Finally, to enhance safety and efficiency of training for adolescents, our extensive review of the literature yielded a program that would safely and effectively train adolescent athletes in power and plyometric training including the concepts of periodization, introduced by Russian Scientist Leonid Mateyeev in 1972.26 Rhea and Alderman, in their December 2004 article, a meta-analysis of periodized vs. non periodized strength and power training programs, found in their statistical review of the literature that periodized training is more effective than non periodized training for men and women, all ages, and all training levels.32 Studies have shown plyometric training to be effective in young athletes.12 In addition to the plyometrics, we utilized sprint training, as studies have shown that sprints can have a similar effect on jump height and power as plyometric training. A Croatian study showed similar increases in both the sprint group and the plyometric group in drop jump and isometric strength changes as compared to the control group.25 Furthermore, there appears to be a strong correlation among maximum squat strength, sprint performance, and vertical jump height. A study was performed on elite soccer players in 2004 which showed maximum strength in half squats determines sprint performance and jumping height in high level soccer players. This study showed a significant relationship between One Repetition Maximum (1RM) in ½ squats and both sprinting and jumping.38

In summary, the purpose of our training program was to develop a safe and effective training protocol to enhance type IIa and type IIx muscle fibers in adolescent athletes. Our training program was scientifically based on the periodization concept (see Methods for details) utilizing a six week mesocycle with variation of the weekly microcycle. We utilized plyometrics, sprints, and limited ½ squat training to increase power and thus increase type IIa and type IIx muscle fiber.
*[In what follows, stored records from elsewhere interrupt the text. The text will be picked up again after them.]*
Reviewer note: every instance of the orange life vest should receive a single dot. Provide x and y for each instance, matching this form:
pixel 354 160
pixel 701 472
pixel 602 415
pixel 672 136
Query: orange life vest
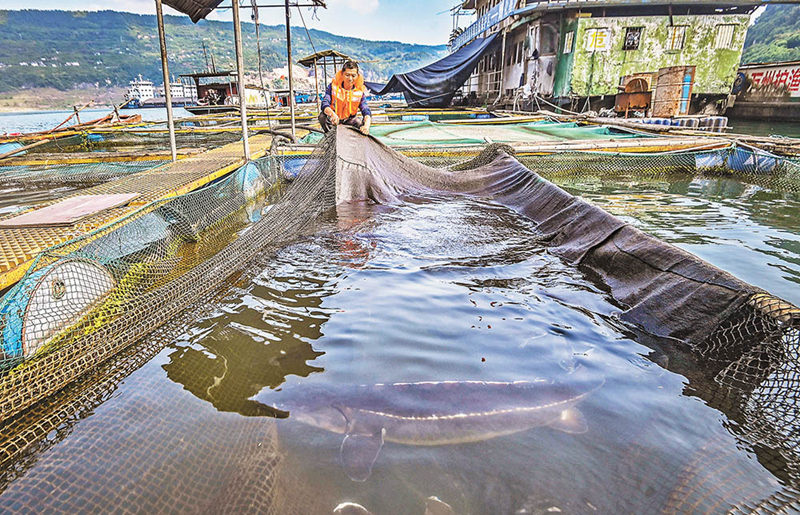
pixel 345 102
We will discuss specifics of the workouts which also included pre and post warm up drills, including Nordic lowers which have been shown to reduce hamstring injuries.1 Furthermore, we developed a new model of functional screening in our PPFSS along with Long Term Athletic Development

(LTAD) to allow adolescents to be properly placed in a plyometric and power training program to reduce injury and increase efficiency.

METHODS

Experimental Approach to the Problem

Our study design was developed to test our hypothesis that adolescent athletes age 12-18 can be placed in a safe, appropriate and effective training program to increase fast twitch muscle fiber growth (type IIa and IIx) through plyometric and power training. First, the subjects or prospective adolescent athletes developmental age and peak height velocity (PHV) are ascertained by questionnaires and growth charts. Based on Bayli and Way’s Long Term Athletic Development (LTAD) research, the young athletes’ optimum training sensitivity can be determined which allows accelerated adaptation and specific training.3,4 Although developmental age is crucial, it does not ensure a young athlete will have adequate flexibility, strength and fundamental movements to perform plyometric/power training at the highest level. Consequently, we developed a Pre-Participation Functional and Strength Screening (PPFSS) specifically designed to place our young athletes at an appropriate functional “developmental age level” to enhance fast twitch muscle fiber growth safely and effectively. The new model of our PPFSS was based on a synthesis of several sources including Gray Cooks Functional Movement Screen (FMS), Dr. Craig Liebenson’s Magnificent 7, and tests in the plyometric literature.8,9,22,29,39 After the PPFSS tests are performed, the subjects are put in categories of physical training consistent with their functional developmental age level. (Please see Procedures.) To test the effectiveness of the training program for increased fast twitch fiber growth, baseline testing was performed prior to commencement of the training, which included the vertical jump test, 2 step, 1 leg vertical jump, 2 step, 2 leg vertical jump, and 30 yard sprint. A 6 week training program at 3 days per week was utilized based on literature review. Shortly after the training, testing was performed to determine the results of the baseline tests. Furthermore, safety was evaluated by the ability of the subject to successfully complete the training with no injuries or effects of overtraining.

Subjects

The Institutional Review Board (IRB) guidelines regarding experimental procedures were adopted from the Editorial Board of Medicine and Science in Sports and Exercise. The subject and one of the authors of the paper, Matthew Muldavin (M.M.) who was 14 years,7 ½ months at the commencement of the training, gave his informed consent and willingly performed all procedures and protocols listed in the case study.

Procedures

A.) Determination of Peak Height Velocity/Based on Long-term Athletic development

Based on the concepts of Long Term Athletic Development ( LTAD ) by Bayli and Way we calculated Peak Height Velocity ( PHV ) to have occurred at approximately 13 years, 6 months for Matthew Muldavin ( M.M ). At the time of the PPFSS and training, M.M. was age 14 years, 7 ½ months. Based on the concepts of LTAD, strength training sensitivity occurs 12-18 months after PHV and the literature indicates this should be a priority3,4 Consequently, M.M. was in the proper training sensitivity for plyometric/power training and thus was ready for the PPFSS to determine which category he should be placed in.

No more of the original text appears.